Double stranded in the cell

Inside a cell DNA is structured as two chains bound snugly next to each other head to tail rather than as a single chain. The chains, sometimes referred to as strands, are oriented in opposing directions. Specifically, the 5’ end of one chain is lined up next to the 3’ end of the opposite strand.

DNA secondary structure: helix

The DNA helix is right-handed helix. If you were to ascend the DNA helix like a spiral staircase, you would hold the DNA sugar-phosphate backbone in your right hand.

Rotate the molecule 180 degrees and examine the helix. Is it still right-handed?

Stacking interactions

The DNA molecule's stability and rigidity is due to stacking interactions between thousands or millions of adjacent bases. These stacking interactions are a form of van der Waals interaction. The stacking interaction between neighboring G:C base pairs is stronger than between A:T base pairs. For this reason, a double-stranded DNA molecule rich in GC will “melt,” or denature, into its composite single strands at a higher temperature than an AT-rich molecule.

Base pairing

DNA chains are complementary to each other because every purine on one chain has a corresponding pyrimidine on the opposite strand. More specifically, every A on one chain "base-pairs" to a corresponding T on the opposite strand, likewise C is matched with G:

A – T
C – G

Thus, a cellular DNA chain will have a matching complement strand. Adherance to these rules of base pairing is what makes nucleic acids especially suited for storage and transmission of genetic information.

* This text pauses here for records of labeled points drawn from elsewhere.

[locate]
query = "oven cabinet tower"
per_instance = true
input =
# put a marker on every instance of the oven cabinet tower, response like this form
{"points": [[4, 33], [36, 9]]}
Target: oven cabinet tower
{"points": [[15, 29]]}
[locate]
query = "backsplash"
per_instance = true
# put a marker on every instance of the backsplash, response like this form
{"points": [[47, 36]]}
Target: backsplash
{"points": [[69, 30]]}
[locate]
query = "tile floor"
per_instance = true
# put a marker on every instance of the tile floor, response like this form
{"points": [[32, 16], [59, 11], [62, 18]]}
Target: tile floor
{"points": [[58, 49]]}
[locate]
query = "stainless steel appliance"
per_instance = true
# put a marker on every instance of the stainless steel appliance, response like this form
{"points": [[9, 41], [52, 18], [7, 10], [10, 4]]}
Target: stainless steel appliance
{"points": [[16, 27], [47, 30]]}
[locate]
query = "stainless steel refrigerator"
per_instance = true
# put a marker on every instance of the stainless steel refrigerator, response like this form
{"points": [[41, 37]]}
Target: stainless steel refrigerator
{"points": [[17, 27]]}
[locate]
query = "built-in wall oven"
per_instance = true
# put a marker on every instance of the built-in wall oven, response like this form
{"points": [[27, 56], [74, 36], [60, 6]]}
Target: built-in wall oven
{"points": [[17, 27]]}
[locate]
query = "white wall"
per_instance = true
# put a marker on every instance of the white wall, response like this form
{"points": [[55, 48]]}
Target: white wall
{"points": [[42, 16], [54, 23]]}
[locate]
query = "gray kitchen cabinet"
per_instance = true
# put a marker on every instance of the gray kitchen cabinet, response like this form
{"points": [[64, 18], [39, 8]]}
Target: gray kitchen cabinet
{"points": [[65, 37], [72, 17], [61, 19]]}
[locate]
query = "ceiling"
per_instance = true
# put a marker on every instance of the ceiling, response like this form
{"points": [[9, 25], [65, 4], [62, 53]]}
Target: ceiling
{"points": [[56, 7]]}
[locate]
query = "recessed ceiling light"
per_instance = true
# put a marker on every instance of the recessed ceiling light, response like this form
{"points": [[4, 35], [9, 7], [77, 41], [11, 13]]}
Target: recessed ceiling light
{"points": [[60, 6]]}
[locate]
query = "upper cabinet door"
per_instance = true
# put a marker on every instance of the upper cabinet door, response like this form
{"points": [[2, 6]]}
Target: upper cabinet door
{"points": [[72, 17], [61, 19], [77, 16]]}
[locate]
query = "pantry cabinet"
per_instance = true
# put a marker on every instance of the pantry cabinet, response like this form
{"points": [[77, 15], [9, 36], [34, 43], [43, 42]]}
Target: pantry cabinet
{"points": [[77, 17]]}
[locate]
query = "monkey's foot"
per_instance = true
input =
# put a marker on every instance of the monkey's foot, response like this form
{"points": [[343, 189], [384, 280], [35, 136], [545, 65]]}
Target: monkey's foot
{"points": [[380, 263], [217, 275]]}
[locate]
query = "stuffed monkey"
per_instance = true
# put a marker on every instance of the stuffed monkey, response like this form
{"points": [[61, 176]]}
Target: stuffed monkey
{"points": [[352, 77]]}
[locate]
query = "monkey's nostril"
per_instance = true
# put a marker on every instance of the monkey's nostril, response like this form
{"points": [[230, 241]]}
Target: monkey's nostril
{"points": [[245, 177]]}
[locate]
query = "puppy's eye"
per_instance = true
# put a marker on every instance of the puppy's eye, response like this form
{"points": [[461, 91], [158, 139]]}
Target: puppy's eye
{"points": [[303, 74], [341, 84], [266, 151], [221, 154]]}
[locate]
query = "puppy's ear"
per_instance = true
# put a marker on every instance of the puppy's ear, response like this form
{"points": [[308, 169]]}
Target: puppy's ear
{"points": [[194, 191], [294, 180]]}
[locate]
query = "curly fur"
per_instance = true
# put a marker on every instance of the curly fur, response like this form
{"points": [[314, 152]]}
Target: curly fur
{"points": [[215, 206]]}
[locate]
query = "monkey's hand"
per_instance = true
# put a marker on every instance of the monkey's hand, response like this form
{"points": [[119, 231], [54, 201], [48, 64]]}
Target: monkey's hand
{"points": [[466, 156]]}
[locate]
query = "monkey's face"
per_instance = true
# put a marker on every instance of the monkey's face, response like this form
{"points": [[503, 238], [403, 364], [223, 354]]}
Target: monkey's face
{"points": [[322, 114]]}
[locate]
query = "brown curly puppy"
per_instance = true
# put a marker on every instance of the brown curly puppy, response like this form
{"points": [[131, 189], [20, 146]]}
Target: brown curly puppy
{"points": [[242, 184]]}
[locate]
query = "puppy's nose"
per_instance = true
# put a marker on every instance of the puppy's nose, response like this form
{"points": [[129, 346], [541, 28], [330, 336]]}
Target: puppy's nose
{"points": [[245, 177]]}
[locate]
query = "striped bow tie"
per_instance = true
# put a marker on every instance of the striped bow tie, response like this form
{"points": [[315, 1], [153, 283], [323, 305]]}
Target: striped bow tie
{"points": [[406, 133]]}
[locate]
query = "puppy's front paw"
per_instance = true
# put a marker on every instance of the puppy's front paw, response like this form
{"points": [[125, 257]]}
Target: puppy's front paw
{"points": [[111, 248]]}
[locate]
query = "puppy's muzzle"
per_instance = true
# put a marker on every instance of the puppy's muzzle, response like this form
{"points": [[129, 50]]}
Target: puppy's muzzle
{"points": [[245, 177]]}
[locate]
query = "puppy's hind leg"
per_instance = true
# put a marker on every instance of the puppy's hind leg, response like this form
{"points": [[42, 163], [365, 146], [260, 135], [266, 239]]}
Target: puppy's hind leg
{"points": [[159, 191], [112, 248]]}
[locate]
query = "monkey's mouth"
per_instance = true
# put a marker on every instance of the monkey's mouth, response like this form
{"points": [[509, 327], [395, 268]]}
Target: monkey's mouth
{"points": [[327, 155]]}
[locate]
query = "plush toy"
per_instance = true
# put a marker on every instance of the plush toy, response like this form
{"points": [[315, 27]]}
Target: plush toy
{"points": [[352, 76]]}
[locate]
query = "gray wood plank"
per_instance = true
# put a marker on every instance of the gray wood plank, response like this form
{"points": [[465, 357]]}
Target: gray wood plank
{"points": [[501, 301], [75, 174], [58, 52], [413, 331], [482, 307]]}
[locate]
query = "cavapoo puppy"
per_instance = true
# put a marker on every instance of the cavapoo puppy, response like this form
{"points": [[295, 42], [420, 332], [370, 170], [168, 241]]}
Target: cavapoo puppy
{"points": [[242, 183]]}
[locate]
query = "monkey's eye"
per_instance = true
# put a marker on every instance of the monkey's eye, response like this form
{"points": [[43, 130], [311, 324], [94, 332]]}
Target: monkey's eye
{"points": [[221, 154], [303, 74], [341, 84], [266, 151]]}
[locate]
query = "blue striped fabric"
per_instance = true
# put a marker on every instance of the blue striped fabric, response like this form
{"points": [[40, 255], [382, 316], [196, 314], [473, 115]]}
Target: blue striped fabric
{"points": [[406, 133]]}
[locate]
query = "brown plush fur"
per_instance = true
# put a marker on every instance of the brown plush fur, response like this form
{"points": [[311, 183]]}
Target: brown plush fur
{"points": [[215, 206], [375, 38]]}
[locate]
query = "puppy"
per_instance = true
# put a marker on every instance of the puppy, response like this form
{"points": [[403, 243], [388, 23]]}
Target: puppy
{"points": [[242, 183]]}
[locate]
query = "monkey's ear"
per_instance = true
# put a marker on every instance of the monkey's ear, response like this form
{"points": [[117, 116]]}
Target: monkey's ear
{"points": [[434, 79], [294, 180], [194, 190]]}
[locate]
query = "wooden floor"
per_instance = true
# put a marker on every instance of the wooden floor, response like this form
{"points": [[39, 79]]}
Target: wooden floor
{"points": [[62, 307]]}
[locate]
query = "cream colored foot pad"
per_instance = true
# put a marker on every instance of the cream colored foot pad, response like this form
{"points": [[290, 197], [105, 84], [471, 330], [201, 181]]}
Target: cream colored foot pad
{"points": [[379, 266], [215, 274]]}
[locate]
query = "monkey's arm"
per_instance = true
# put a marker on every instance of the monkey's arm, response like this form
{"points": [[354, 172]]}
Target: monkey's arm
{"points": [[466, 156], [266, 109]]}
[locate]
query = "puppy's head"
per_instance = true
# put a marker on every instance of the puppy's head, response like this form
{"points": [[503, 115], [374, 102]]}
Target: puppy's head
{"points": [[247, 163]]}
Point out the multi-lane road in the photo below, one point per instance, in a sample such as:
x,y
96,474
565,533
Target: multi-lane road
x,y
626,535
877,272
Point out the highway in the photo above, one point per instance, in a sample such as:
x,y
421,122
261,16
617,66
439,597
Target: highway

Examine this DNA helix and see if you can notice the similar backbone-to-backbone sizes and geometry of the A:T and G:C base pairs. Why do you think this is? Do the base pair rules make sense in this regard?

HYDROGEN BONDING

What type of interaction is responsible for complementary base pairing? Why do adenosine bases have an affinity for thymine bases on the opposing DNA strand? While the stacking forces make the structure very stable, they are non-specific interactions directed along the axis of the DNA molecule–not between chains. The answer is that the bases are held together across the chains by hydrogen bonding. There are two hydrogen bonds between thymine and adenine and three between guanine and cytosine.

Note that the hydrogen bonds are shown as thin, broken lines, not as the larger solid lines used for covalent bonds.

Major and minor groove

The major and minor grooves of the DNA helix are exposed on the outside of the helix, while the base-pairing between strands is protected within the interior. Note that the bases of the nucleotides are found in the interior of the molecule isolated from the aqueous environment.

The true topology of DNA's major and minor grooves is more clearly seen when the atoms are rendered in spacefill, using their van der Waals radii.

Note the dramatic difference in width between the two grooves of DNA.

Other double stranded DNA structures

The DNA double helix shown in the preceding examples is known as B-DNA and is characterized by a specific size and incline. DNA is believed to have other possible, yet less common, conformations–one of which is called A-DNA. Examine this new structure of A-DNA.

Explore the structure of A-DNA. Can you see any differences between A-DNA and B-DNA? Is A-DNA helical, and if so, what "handedness" does it possess? Does the molecule appear more "open"–with a greater distance between the two chains? Do A-DNA's grooves differ?

RNA STRUCTURE

RNA is also a polymer of nucleotides. Typical mRNA molecules are a few thousand nucleotides in length. The RNA molecule, unlike DNA, is generally single-stranded. Press the Display button to view an RNA segment known as a pseudoknot.

Is the RNA shown single- or double-stranded? Is it helical, like DNA? Are all the nucleotides involved in base pairs?

RNA secondary structure: knotted

RNA is less rigid than the double-stranded DNA helix, and its bases are free to pair with other bases in the molecule. Because of these intramolecular base pairings, the molecule is often elaborately convoluted. Unlike DNA, some RNA bases are exposed to the aqueous environment. Press the Display button to view a transfer RNA (tRNA), a nucleic acid involved in protein sythesis.

Examine the wireframe and note the compact "L" shape of the tRNA. All tRNA molecules have a well defined shape that is stabilized by intramolecular base-pairing and stacking interactions.